Стоит здесь вспомнить и рассмотренную выше историю Марты Броссье, жительницы французского Роморантена, в самом конце XVI в. попытавшейся точно так же, как и Маргарита Ле Петур, сбежать из отчего дома в поисках лучшей доли. Для этого она тоже переоделась в мужское платье, обрезала волосы и отправилась в соседний город[1172]. Конечно, Марту узнали и вернули домой — на позор всей ее семье и соседям, но кем бы она могла стать и чем заниматься, если бы ее побег удался?

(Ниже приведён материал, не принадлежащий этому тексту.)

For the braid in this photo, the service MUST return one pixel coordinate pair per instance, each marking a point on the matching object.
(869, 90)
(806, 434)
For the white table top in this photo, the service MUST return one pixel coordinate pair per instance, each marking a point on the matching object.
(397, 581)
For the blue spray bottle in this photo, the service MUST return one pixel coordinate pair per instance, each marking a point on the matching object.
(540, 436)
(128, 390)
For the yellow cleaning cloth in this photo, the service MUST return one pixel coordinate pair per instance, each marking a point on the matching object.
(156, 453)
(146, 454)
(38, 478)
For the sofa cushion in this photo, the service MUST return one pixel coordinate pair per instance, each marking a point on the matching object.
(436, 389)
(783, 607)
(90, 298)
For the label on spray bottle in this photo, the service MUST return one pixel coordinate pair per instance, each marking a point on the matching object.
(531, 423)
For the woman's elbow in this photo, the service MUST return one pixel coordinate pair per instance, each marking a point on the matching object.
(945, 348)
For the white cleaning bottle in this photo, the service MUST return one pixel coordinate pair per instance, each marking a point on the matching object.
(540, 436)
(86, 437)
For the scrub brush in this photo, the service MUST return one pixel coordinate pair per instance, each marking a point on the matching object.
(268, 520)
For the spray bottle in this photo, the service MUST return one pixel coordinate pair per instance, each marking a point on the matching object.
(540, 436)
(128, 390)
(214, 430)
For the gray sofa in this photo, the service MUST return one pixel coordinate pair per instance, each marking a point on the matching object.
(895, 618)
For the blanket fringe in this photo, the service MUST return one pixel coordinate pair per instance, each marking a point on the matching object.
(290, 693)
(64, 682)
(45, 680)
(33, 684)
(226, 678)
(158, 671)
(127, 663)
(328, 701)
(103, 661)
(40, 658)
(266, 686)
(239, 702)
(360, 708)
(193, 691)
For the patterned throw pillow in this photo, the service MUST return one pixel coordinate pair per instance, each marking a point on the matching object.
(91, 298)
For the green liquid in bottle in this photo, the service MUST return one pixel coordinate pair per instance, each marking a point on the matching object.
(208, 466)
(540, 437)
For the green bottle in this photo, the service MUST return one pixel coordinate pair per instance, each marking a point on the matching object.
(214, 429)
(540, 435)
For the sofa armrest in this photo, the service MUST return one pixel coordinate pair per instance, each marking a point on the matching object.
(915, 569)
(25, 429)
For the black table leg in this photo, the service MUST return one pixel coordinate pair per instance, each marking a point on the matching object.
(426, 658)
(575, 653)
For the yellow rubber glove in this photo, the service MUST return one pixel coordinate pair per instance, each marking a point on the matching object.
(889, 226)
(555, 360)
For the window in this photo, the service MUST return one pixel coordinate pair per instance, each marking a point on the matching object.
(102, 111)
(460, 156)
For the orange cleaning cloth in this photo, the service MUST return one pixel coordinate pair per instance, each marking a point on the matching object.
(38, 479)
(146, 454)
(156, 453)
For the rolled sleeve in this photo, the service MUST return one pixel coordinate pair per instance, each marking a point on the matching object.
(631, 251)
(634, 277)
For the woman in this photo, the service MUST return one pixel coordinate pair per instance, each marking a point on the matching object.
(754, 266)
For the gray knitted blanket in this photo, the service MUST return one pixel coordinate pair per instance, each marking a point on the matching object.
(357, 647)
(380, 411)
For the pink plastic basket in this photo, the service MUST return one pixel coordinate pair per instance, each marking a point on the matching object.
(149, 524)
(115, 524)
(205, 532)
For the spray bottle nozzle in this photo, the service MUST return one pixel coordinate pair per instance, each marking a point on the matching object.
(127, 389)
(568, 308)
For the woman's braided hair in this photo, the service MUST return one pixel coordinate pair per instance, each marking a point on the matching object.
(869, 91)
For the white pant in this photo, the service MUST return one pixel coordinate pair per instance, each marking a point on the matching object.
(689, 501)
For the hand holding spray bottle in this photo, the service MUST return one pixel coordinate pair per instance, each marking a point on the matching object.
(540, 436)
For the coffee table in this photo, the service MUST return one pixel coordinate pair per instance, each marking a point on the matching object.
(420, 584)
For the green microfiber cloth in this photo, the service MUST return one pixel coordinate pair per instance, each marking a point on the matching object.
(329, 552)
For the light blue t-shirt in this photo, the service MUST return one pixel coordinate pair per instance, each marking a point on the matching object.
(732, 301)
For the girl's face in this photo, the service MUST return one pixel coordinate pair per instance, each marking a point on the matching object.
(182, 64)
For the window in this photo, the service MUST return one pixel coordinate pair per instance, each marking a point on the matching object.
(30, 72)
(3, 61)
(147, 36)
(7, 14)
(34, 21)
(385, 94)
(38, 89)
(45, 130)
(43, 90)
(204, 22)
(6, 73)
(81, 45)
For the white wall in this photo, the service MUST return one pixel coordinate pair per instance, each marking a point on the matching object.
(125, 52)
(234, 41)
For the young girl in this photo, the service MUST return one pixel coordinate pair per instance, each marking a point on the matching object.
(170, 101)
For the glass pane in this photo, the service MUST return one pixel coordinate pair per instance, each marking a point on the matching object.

Вполне возможно, что и ее ждала бы служба в армии: ведь именно так, если довериться «Мемуарам» отца Ришара, поступила вначале и Маргарита Ле Петур.

Более интересен, однако, следующий шаг нашей героини, делающий ее историю поистине уникальной, — выбор профессии палача. Чем же могло быть продиктовано это решение? Для отца Ришара причина крылась в безвыходности положения, в котором оказалась молодая женщина: на тот момент у нее не имелось буквально ни гроша, она была растеряна и не уверена в будущем[1173]. Существовало, тем не менее, одно важное обстоятельство, отчасти противоречившее версии монаха-францисканца: мало кто из жителей Западной Европы соглашался стать палачом по собственной воле, если только речь не шла о наследственной передаче ремесла.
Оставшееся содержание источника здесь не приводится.